0

from this -> contractor:"Hi, this is \"Paul\", how are you?" client:"Hi ...." <-

I want to get just -> Hi, this is \"Paul\", how are you? <-

I need a regular expression in java to do that I try it but I m struggle with the inner quotation (\") is driving me mad.

Thanks for any hint.

Arvind Kumar Avinash
  • 71,965
  • 6
  • 74
  • 110
Xenione
  • 2,174
  • 1
  • 23
  • 30
  • 2
    Do you have to use regex?
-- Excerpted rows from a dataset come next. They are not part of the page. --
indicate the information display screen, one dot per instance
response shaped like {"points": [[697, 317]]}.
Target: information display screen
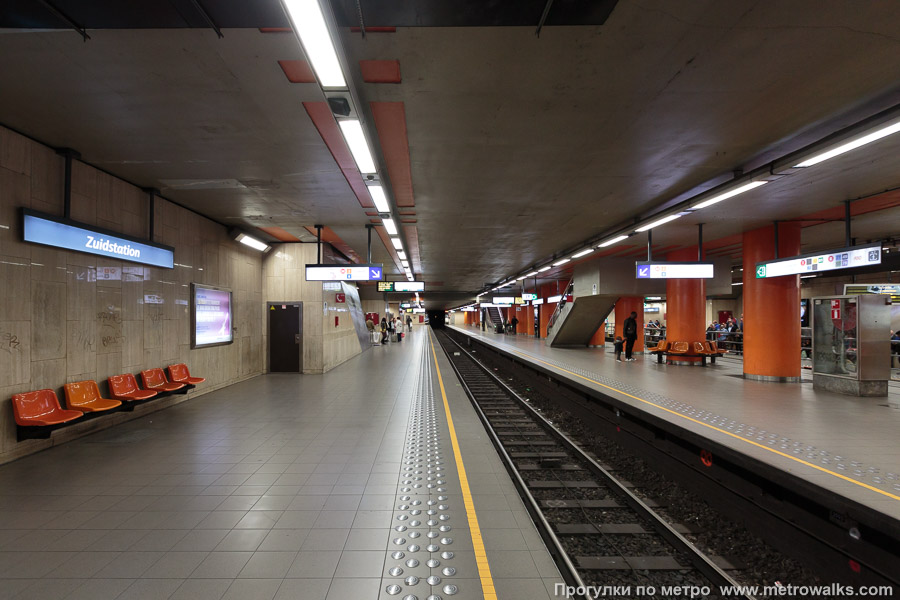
{"points": [[211, 316], [666, 270], [844, 258], [344, 272], [39, 228]]}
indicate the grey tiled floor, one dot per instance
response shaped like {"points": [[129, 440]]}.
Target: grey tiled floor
{"points": [[854, 437], [283, 487]]}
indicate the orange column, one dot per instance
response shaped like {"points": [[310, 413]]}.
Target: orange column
{"points": [[685, 307], [771, 308], [624, 307]]}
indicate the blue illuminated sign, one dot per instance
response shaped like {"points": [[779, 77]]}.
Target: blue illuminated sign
{"points": [[49, 231]]}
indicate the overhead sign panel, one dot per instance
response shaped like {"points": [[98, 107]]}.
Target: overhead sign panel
{"points": [[39, 228], [844, 258], [409, 286], [667, 270], [344, 272]]}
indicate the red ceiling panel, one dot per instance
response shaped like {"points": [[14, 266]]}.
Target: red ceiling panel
{"points": [[321, 117]]}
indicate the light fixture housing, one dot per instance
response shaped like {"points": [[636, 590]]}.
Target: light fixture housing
{"points": [[658, 222], [378, 197], [308, 22], [252, 242], [359, 146], [873, 135], [615, 240], [729, 194]]}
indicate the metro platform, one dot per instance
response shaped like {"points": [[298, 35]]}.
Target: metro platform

You could just strip out the redundant text around the keywords by using `.indexOf()` and `.substring()` – Spectric Oct 29 '20 at 15:11
  • So briefly - you need to get the text inside a pair of double quotes `"the text to be matched"`, and this text may contain other double quotes preceded with a backslash `\"`? – Nowhere Man Oct 29 '20 at 15:20
  • @AlexRudenko . Yes Alex , I edit the question because editor doesn't skip inner quotations – Xenione Oct 29 '20 at 15:23

4 Answers4

1

Java supports lookbehinds, so vanilla regex:

"(.*?(?<!\\))"

Inside a Java string (see https://stackoverflow.com/a/37329801/1225328):

\"(.*?(?<!\\\\))\"

The actual text will be contained inside the first group of each match.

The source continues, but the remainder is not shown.